# cant post in marketplace



## kcp (Feb 2, 2003)

Try again a little later - Those happen sometimes.


----------



## Yamahaaltoplayer (Feb 14, 2008)

I thought it just changed no posting in the marketplace about two or three weeks ago. A few days ago, I started seeing posts in the marketplace (Non-OP posts).


----------



## kcp (Feb 2, 2003)

Yamahaaltoplayer said:


> I thought it just changed no posting in the marketplace about two or three weeks ago. A few days ago, I started seeing posts in the marketplace (Non-OP posts).


We changed the marketplace *back to normal* again.


----------



## Yamahaaltoplayer (Feb 14, 2008)

Oh thanks for the link! I was confused.


----------



## retread (Feb 2, 2003)

kcp said:


> We changed the marketplace *back to normal* again.


...as if there were such a thing as "normal" with this membership.


----------



## hakukani (Jan 10, 2007)

retread said:


> kcp said:
> 
> 
> > We changed the marketplace *back to normal* again.
> ...


I'm nearly normal.....


----------



## Dr G (Feb 2, 2003)

hakukani said:


> I'm nearly normal.....


"Normal" as in "perpendicular"?


----------



## kcp (Feb 2, 2003)

saxywarrior said:


> I still can't post.


Hang-on, I'm going to have a look at your account settings...


----------



## kcp (Feb 2, 2003)

Okay, it's all fixed-up now 
The clarinet for sale forum has been forgotten (oops!) and it wasn't just you - it was you and 24 604 others (double-oops!) :toothy9:

That still doesn't explain why you got a database error the first time tho - If you get anymore of those, let us know.


----------



## SAXISMYAXE (Jun 13, 2003)

Not sure what is going on, but when I changed the permissions back a few days ago, I did so for the Clarinet For Sale/Wanted sub forum as well. They should have been alright. Were some reset for some reason?


----------



## kcp (Feb 2, 2003)

SAXISMYAXE said:


> Not sure what is going on, but when I changed the permissions back a few days ago, I did so for the Clarinet For Sale/Wanted sub forum as well. They should have been alright. Were some reset for some reason?
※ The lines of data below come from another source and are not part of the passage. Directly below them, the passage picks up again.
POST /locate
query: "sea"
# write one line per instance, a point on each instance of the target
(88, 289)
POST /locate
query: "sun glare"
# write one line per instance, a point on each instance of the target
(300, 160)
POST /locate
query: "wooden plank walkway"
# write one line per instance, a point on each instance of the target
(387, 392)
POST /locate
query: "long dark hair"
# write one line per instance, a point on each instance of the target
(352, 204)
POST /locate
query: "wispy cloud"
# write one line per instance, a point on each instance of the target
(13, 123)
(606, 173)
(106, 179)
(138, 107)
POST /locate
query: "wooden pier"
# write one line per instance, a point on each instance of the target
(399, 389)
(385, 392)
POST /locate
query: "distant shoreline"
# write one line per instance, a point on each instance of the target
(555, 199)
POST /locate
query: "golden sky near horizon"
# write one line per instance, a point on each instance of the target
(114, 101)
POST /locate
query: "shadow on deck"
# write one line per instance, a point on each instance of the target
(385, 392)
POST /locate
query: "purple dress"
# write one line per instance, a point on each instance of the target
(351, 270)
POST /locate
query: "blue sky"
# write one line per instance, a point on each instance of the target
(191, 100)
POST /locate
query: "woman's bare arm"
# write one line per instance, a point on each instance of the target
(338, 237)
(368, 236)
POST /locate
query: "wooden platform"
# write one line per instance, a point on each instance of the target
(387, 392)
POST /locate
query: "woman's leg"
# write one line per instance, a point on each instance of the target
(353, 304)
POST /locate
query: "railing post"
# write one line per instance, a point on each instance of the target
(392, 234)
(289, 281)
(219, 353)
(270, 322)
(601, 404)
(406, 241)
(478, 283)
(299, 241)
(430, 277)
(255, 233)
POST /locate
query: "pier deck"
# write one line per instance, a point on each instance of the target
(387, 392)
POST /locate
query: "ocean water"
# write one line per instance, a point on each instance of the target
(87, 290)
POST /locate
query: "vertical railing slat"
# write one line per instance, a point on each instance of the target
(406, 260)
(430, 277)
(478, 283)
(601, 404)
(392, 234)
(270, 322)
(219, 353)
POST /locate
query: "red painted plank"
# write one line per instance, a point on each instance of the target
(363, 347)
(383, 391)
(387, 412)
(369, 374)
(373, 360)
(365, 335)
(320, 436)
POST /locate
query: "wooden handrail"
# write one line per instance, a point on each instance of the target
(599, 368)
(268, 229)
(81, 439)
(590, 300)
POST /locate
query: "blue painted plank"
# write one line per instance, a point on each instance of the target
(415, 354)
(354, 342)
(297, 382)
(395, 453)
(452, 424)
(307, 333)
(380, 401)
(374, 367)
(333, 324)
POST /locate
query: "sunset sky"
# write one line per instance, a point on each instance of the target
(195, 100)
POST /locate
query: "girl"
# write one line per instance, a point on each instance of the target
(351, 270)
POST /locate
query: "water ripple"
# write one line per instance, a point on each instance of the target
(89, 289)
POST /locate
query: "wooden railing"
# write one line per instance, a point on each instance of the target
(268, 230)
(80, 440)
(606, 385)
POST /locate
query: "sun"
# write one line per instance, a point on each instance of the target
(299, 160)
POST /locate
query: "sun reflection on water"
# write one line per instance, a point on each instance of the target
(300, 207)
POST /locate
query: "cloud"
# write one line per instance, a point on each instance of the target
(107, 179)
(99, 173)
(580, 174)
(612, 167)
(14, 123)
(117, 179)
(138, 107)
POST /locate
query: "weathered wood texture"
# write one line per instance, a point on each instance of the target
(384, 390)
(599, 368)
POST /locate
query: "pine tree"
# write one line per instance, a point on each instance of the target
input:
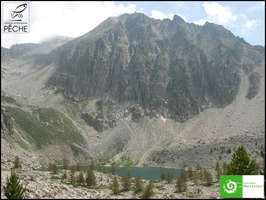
(224, 168)
(181, 185)
(54, 169)
(78, 167)
(183, 174)
(138, 185)
(13, 189)
(126, 181)
(115, 186)
(201, 175)
(195, 177)
(92, 164)
(207, 178)
(218, 171)
(113, 169)
(104, 170)
(90, 179)
(189, 173)
(241, 163)
(64, 176)
(169, 178)
(65, 164)
(17, 163)
(147, 192)
(162, 176)
(81, 179)
(72, 177)
(50, 167)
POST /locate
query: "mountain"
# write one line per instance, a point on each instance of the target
(159, 92)
(169, 67)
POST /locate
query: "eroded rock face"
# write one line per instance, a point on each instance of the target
(6, 122)
(168, 66)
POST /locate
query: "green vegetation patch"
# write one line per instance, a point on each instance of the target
(49, 127)
(8, 99)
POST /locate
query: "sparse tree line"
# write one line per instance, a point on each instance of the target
(241, 164)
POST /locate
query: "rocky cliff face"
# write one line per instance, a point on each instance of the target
(170, 67)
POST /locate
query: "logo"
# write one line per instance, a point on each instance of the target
(238, 186)
(230, 187)
(15, 17)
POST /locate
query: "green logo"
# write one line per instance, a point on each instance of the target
(231, 186)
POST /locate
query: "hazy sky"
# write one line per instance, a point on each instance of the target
(244, 19)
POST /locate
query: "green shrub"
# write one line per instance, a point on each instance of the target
(13, 189)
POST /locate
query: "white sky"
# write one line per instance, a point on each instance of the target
(74, 19)
(64, 18)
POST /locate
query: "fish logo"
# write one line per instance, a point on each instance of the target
(17, 13)
(230, 187)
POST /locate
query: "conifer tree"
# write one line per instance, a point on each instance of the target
(72, 177)
(115, 186)
(81, 178)
(207, 178)
(162, 176)
(169, 178)
(148, 190)
(189, 173)
(126, 181)
(241, 163)
(183, 174)
(92, 164)
(218, 171)
(65, 164)
(90, 179)
(17, 163)
(50, 167)
(195, 177)
(224, 168)
(64, 176)
(113, 169)
(13, 189)
(138, 185)
(54, 169)
(181, 185)
(78, 167)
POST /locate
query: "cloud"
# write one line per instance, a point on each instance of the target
(200, 22)
(183, 17)
(216, 13)
(159, 15)
(256, 7)
(65, 18)
(248, 25)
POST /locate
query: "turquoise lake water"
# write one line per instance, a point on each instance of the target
(151, 173)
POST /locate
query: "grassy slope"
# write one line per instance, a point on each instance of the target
(51, 128)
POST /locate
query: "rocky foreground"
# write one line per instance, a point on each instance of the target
(42, 184)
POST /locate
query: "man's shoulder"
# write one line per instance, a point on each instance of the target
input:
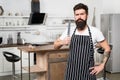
(93, 28)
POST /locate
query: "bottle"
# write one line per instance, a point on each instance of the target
(19, 39)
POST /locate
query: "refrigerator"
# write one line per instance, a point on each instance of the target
(110, 26)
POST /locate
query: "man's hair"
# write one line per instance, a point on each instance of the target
(81, 6)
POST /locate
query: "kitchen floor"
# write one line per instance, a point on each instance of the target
(115, 76)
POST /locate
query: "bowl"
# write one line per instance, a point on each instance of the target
(1, 40)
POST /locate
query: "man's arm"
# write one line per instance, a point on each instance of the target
(59, 43)
(96, 69)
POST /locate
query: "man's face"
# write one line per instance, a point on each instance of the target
(80, 18)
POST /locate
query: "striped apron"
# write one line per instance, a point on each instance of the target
(81, 58)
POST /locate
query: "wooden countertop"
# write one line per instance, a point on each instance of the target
(11, 45)
(44, 48)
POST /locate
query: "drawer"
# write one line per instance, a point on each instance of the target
(58, 55)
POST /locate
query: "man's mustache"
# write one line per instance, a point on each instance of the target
(78, 20)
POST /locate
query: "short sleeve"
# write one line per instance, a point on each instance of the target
(99, 36)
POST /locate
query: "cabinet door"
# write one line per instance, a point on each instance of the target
(1, 60)
(8, 65)
(57, 65)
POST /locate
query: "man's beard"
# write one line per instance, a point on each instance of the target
(80, 23)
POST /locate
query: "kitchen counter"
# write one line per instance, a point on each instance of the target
(50, 62)
(12, 45)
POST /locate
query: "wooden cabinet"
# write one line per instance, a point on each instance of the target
(57, 65)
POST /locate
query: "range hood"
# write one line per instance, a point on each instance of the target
(36, 17)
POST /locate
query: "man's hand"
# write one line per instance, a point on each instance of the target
(66, 41)
(96, 69)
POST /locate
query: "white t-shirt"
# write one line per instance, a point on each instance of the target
(97, 35)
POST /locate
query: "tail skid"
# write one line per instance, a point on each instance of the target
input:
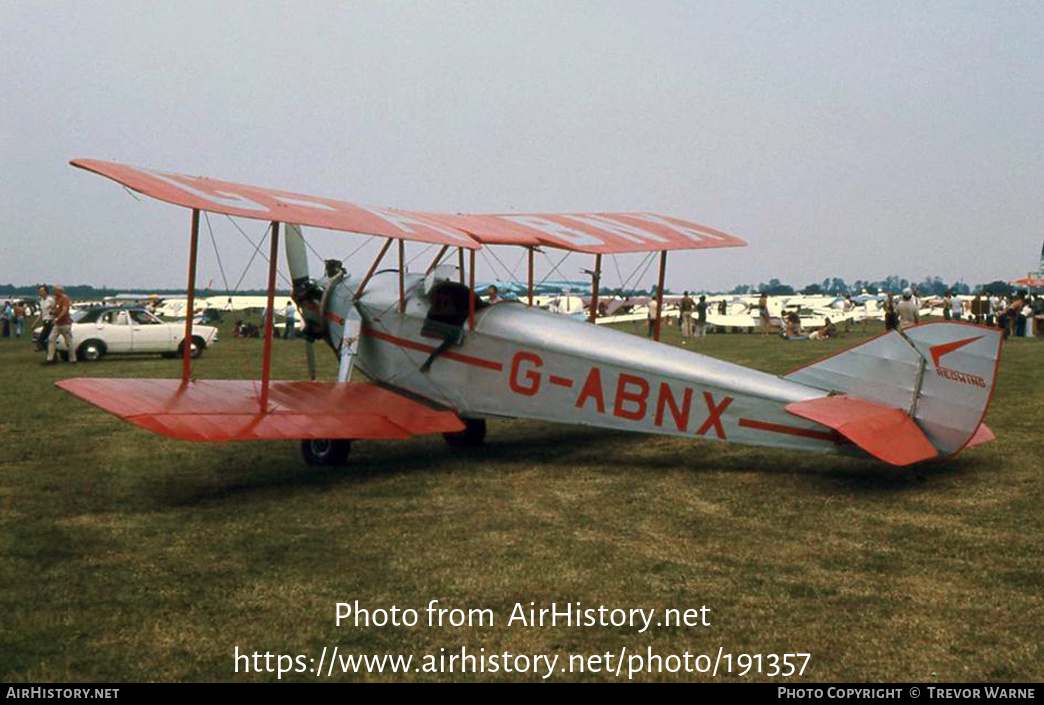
(939, 376)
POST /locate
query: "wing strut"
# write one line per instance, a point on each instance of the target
(270, 318)
(659, 294)
(373, 268)
(595, 279)
(471, 294)
(190, 304)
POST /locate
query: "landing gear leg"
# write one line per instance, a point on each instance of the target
(326, 451)
(472, 436)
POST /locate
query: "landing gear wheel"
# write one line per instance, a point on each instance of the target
(472, 436)
(326, 451)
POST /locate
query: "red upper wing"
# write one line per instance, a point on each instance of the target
(580, 232)
(228, 409)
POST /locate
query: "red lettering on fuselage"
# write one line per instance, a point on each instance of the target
(530, 384)
(632, 399)
(715, 412)
(666, 398)
(592, 390)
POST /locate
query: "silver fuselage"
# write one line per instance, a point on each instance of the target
(523, 362)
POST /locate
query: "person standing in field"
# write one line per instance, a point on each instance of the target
(19, 310)
(702, 316)
(45, 314)
(63, 326)
(956, 307)
(763, 312)
(848, 307)
(891, 318)
(288, 332)
(686, 318)
(651, 315)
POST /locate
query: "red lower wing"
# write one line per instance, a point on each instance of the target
(219, 410)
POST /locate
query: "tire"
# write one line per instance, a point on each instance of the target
(91, 351)
(472, 436)
(326, 452)
(198, 345)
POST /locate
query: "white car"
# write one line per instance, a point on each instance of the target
(109, 330)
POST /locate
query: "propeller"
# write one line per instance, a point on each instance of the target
(314, 299)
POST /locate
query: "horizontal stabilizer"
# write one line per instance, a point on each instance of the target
(883, 431)
(982, 435)
(606, 233)
(228, 409)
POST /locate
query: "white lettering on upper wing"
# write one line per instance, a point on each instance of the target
(621, 230)
(407, 224)
(570, 235)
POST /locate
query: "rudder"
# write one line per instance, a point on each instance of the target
(941, 374)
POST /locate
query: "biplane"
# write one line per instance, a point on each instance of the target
(443, 360)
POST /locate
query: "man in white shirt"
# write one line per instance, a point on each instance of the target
(907, 310)
(46, 315)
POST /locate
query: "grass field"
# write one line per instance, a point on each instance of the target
(128, 557)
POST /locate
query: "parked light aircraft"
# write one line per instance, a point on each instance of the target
(442, 360)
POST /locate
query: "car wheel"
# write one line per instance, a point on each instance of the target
(472, 436)
(326, 451)
(198, 345)
(91, 351)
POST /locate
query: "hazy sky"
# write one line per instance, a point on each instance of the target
(853, 139)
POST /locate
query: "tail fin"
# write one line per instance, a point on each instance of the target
(940, 374)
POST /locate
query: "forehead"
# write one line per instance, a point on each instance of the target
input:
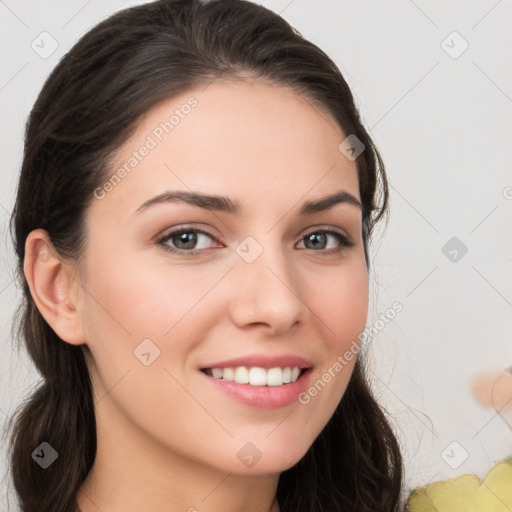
(248, 140)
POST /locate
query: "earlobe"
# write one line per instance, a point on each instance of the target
(53, 287)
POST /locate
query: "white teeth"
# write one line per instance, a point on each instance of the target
(256, 376)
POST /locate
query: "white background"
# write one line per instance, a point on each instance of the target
(443, 126)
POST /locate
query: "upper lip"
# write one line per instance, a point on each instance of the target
(263, 361)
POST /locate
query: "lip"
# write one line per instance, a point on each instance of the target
(263, 397)
(266, 361)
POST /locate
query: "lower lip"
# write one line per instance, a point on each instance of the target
(265, 397)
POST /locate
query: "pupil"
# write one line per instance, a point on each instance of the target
(315, 236)
(192, 239)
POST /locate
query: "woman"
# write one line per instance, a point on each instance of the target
(192, 224)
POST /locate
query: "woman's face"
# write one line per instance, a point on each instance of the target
(264, 281)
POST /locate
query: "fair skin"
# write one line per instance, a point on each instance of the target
(168, 439)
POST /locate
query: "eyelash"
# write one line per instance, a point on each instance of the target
(342, 238)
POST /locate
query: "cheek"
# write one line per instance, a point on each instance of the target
(341, 305)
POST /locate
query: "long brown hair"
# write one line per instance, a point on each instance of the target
(88, 107)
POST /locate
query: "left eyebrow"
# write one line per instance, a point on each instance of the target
(227, 205)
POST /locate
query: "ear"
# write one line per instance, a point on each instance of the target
(54, 287)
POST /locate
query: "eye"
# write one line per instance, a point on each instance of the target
(318, 239)
(184, 239)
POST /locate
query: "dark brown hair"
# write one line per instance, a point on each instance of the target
(88, 107)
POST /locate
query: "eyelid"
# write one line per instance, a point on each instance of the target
(346, 241)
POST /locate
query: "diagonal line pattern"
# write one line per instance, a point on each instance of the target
(422, 280)
(485, 15)
(424, 14)
(76, 14)
(113, 386)
(488, 215)
(14, 76)
(492, 81)
(502, 296)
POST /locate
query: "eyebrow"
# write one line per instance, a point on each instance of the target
(233, 207)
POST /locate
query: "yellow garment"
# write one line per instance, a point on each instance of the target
(466, 493)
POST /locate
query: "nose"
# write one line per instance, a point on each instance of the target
(266, 292)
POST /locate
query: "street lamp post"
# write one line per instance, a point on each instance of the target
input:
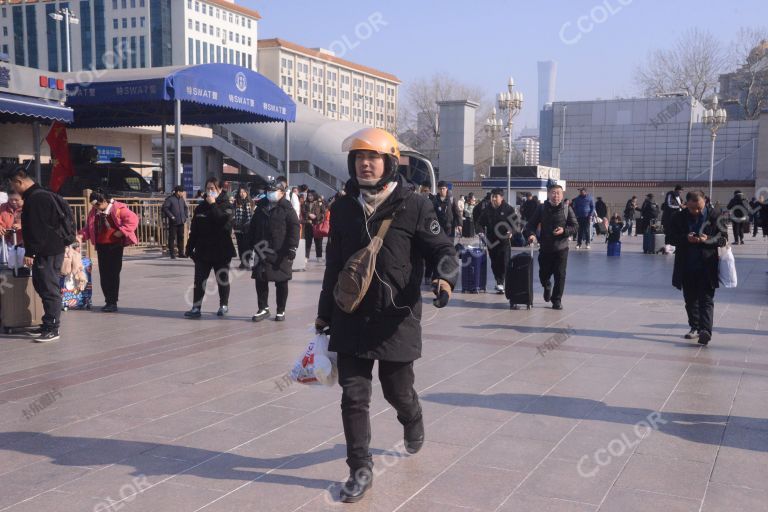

Mike, it was only the Registered member usergroup that had "Can reply to other's post" permissions set to "no" for the Clarinet for sale/wanted sub-forum - The other marketplace forums and sub-forums were correct for that usergroup - You may just have missed it or again, you thought you clicked "yes" but somehow the click didn't work - No biggie - I know changing back the permissions to 'normal' is a long and repetitive job. it's easy to miss something.


----------



## k1mcptest (Jan 30, 2008)

Found another one. Misc Equip wanted/for sal under the Clarinet forum is closed for replies -- Gonna go fix that right away.



saxywarrior said:


> I still can't post. Still getting database error.


saxywarrior, where do you get those database errors? Is it just in the clarinet Marketplace forum? Are you sure they're really database errors?


----------



## kcp (Feb 2, 2003)

Fixed - Should be working now.


----------



## kcp (Feb 2, 2003)

saxywarrior: I have contacted Harri earlier today to have a look and possibly run a maintenance check -- These database errors have nothing to do with your posting privilege in the Marketplace.

Terribly sorry for the inconveniences and thanks for your patience.


----------